第3話『銀の戦士』⑥
優は正面から飛び掛かった。全力で右の拳を繰り出すが、簡単に受け止められた。そのままパンチの連打にキックも混ぜた攻撃を浴びせたが、全て弾かれ、一撃も相手に届かなかった。
「この程度か」
「まだまだぁ」
優は攻撃を続けるが、このままでは通用しないのも理解していた。そこで、相手が余裕を持って受けている今、一手を講じた。
「マッハキック!」
突然、間に挟むキックを、瞬時にパワー・スピードを増幅させる必殺のマッハキックに切り替えたのだ。ハイキックが倍速以上のスピードで戦士に叩き付けられると、相手のガードを蹴散らし、顔面に炸裂した。ただ、戦士は微動だにせず、吹っ飛びもしなかった。
「……やるな」
戦士はそう呟くと、攻勢に転じた。優と同じようにパンチとキックを乱れ打ちしてくる。ただ、優と違うのは、その全てが的確に優の顔面や身体に命中している事だ。ガードしても弾かれ、かわそうにも追尾して当ててくるような攻撃で、優は次々に食らってしまった。しかも、速度・威力共に結構なもので、なす術がなかった。
「くっ」
優は何とか後転して敵の攻撃を外し、「フラッシュ!」と叫ぶと、強烈な閃光を放った。最初の怪物を倒した際にも使った目くらましだ。そして、相手が一瞬怯んだのを確認すると、飛び上がり、空中からのマッハキックを放った。
「これで俺に勝てる算段か? 甘い……。覚悟しろっ!」
目は見えているのか、戦士はさっと身構えると、先程カメレオン型に放ったような下からの飛び蹴りを発射した。銀色の閃光が宙に伸びて行き、キック同士がぶつかり合う。空中で破裂するような衝撃が起こった。
「ぐあっ……」
撃墜されたのは優の方だった。怪物のように粉砕はされなかったものの、激突した右脚から全身に強烈な痛みが走り、地上に落下した。遅れて、宙で銀の弧を描いた戦士も脇に着地した。

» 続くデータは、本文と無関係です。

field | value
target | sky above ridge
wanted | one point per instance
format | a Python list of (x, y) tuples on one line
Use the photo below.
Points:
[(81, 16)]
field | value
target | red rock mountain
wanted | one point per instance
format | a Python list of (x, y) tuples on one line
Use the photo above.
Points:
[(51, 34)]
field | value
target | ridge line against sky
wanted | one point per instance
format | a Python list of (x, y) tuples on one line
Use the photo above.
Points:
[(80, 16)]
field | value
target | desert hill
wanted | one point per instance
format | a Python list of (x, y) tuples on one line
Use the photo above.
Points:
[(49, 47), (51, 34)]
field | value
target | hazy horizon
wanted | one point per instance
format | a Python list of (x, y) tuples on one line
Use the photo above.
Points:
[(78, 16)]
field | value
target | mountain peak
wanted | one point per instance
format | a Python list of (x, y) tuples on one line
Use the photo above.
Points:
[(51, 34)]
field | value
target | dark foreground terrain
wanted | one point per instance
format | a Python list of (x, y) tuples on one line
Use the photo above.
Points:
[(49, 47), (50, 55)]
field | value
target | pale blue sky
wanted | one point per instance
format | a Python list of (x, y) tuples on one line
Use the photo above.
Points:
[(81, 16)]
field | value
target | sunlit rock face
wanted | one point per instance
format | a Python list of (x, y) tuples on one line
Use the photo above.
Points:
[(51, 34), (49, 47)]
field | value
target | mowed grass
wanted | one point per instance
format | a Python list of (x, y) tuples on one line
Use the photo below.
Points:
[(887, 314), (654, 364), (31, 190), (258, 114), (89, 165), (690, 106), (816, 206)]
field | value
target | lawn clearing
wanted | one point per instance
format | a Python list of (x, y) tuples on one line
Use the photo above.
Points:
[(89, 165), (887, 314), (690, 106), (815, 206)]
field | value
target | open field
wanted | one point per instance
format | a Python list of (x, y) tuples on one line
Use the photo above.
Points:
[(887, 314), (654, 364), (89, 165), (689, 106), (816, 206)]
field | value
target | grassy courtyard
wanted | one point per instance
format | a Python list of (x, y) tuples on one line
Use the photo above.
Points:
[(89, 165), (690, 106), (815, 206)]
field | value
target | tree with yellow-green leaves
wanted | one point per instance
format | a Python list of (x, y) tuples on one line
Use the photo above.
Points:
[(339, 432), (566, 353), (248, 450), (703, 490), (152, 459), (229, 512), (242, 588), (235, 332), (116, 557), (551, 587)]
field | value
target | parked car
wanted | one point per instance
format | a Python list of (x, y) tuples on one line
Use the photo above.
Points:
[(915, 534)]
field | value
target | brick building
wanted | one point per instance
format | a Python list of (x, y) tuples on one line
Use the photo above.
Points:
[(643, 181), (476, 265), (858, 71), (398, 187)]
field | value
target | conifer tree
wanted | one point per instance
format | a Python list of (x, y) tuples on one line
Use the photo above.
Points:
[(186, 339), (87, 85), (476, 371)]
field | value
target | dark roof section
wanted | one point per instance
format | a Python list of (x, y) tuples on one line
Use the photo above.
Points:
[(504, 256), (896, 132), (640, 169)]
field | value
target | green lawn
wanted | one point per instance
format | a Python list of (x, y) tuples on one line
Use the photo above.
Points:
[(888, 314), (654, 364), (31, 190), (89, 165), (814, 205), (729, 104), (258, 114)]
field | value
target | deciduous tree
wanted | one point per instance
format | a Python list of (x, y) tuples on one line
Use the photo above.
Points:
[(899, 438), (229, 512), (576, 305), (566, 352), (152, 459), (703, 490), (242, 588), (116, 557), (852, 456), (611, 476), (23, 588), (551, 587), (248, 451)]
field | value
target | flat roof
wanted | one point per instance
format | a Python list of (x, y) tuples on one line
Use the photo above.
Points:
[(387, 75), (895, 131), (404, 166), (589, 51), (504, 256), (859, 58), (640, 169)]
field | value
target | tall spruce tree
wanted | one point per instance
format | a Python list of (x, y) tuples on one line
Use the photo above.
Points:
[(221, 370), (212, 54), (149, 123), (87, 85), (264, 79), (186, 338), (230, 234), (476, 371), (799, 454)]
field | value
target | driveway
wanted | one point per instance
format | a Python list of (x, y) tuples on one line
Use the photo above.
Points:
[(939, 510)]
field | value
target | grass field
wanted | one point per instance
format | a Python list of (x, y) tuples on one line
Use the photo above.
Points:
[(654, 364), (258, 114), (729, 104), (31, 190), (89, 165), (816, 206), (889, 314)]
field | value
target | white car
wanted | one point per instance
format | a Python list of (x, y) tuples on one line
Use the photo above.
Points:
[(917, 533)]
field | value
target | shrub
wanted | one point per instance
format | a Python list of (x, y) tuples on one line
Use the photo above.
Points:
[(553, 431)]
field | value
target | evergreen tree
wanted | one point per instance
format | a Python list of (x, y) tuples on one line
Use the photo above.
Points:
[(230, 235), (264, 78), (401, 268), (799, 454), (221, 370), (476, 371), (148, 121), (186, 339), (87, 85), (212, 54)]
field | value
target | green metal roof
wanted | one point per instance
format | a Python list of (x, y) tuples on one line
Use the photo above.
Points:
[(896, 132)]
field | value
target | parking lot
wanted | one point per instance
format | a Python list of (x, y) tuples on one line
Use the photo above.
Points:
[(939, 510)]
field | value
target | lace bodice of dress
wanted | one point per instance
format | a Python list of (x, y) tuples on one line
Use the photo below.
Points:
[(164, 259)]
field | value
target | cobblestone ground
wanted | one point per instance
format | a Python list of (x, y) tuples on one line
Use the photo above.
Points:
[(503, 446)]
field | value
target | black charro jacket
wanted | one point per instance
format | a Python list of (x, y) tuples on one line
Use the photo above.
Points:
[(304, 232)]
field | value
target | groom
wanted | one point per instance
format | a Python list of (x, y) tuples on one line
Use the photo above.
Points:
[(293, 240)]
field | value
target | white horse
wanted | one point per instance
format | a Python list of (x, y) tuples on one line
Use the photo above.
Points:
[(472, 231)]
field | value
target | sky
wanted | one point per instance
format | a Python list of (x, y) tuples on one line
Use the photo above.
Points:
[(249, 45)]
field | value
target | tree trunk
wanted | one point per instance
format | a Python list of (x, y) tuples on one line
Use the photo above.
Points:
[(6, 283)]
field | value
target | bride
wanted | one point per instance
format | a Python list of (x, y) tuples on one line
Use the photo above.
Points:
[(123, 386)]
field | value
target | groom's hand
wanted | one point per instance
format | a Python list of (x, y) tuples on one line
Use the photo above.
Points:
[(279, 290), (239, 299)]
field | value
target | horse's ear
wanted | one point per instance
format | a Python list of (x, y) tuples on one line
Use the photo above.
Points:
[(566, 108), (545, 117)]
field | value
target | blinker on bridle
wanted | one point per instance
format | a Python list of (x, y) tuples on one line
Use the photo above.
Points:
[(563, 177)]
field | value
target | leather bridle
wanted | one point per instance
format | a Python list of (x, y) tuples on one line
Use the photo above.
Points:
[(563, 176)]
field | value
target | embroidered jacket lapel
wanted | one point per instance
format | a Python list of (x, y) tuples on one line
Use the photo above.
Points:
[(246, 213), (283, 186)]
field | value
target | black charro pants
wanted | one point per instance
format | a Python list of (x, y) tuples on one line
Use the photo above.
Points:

「手加減はした……。これでわかっただろう。もう手を出さない事だ」
戦士は倒れている優を見下ろしながら言い放った。優は何とか起き上がろうと身体を動かすが、全身が痺れており、上手くいかない。
「ぜ……ったいに……諦め……ない」
いつものセリフを口にはするものの、身体がついてこなかった。
「その強い意志だけは認めよう。だが、意志に強さが伴わなくては戦えない」
「待って……くれ……俺は……」
優は相手の足を掴み、追いすがろうとするが、
「時間がない。そろそろ警察とやらも来るだろうから、ずらからせてもらうぞ」
戦士はそう言うと、優の首筋に一撃を当て、意識を刈り取った。そして、気絶した彼を肩に担いでその場を離れたのだった。